Reindexing large datasets can take a long time. You can test this workflow using only a subset of the dataset. Do this by cancelling the reindexing process, and only generating embeddings for the subset that was reindexed. The following API request will cancel the reindexing task:

resp = client.tasks.cancel(
    task_id="<task_id>",
)
print(resp)
const response = await client.tasks.cancel({
  task_id: "<task_id>",
});
console.log(response);
POST _tasks/<task_id>/_cancel

Semantic search by using the sparse_vector query

edit

To perform semantic search, use the sparse_vector query, and provide the query text and the inference ID associated with your ELSER model. The example below uses the query text "How to avoid muscle soreness after running?", the content_embedding field contains the generated ELSER output:

resp = client.search(
    index="my-index",
    query={
        "sparse_vector": {
            "field": "content_embedding",
            "inference_id": "my-elser-endpoint",
            "query": "How to avoid muscle soreness after running?"
        }
    },
)
print(resp)
const response = await client.search({
  index: "my-index",
  query: {
    sparse_vector: {
      field: "content_embedding",
      inference_id: "my-elser-endpoint",
      query: "How to avoid muscle soreness after running?",
    },
  },
});
console.log(response);
GET my-index/_search
{
   "query":{
      "sparse_vector":{
         "field": "content_embedding",
         "inference_id": "my-elser-endpoint",
         "query": "How to avoid muscle soreness after running?"
      }
   }
}

The result is the top 10 documents that are closest in meaning to your query text from the my-index index sorted by their relevancy.

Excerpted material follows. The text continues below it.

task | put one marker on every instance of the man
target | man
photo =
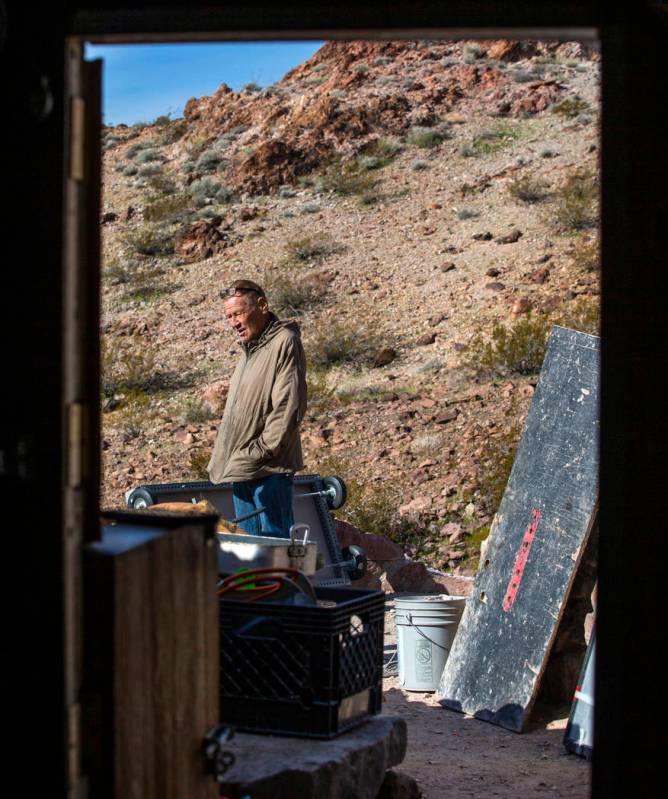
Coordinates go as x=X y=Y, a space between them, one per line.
x=258 y=447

The result also contains the extracted tokens for each of the relevant search results with their weights. Tokens are learned associations capturing relevance, they are not synonyms. To learn more about what tokens are, refer to this page. It is possible to exclude tokens from source, refer to this section to learn more.

"hits": {
  "total": {
    "value": 10000,
    "relation": "gte"
  },
  "max_score": 26.199875,
  "hits": [
    {
      "_index": "my-index",
      "_id": "FPr9HYsBag9jXmT8lEpI",
      "_score": 26.199875,
      "_source": {
        "content_embedding": {
          "muscular": 0.2821541,
          "bleeding": 0.37929374,
          "foods": 1.1718726,
          "delayed": 1.2112266,
          "cure": 0.6848574,
          "during": 0.5886185,
          "fighting": 0.35022718,
          "rid": 0.2752442,
          "soon": 0.2967024,
          "leg": 0.37649947,
          "preparation": 0.32974035,
          "advance": 0.09652356,
          (...)
        },
        "id": 1713868,
        "model_id": ".elser_model_2",
        "content": "For example, if you go for a run, you will mostly use the muscles in your lower body. Give yourself 2 days to rest those muscles so they have a chance to heal before you exercise them again. Not giving your muscles enough time to rest can cause muscle damage, rather than muscle development."
      }
    },
    (...)
  ]
}

Combining semantic search with other queries

edit

You can combine sparse_vector with other queries in a compound query. For example, use a filter clause in a Boolean or a full text query with the same (or different) query text as the sparse_vector query. This enables you to combine the search results from both queries.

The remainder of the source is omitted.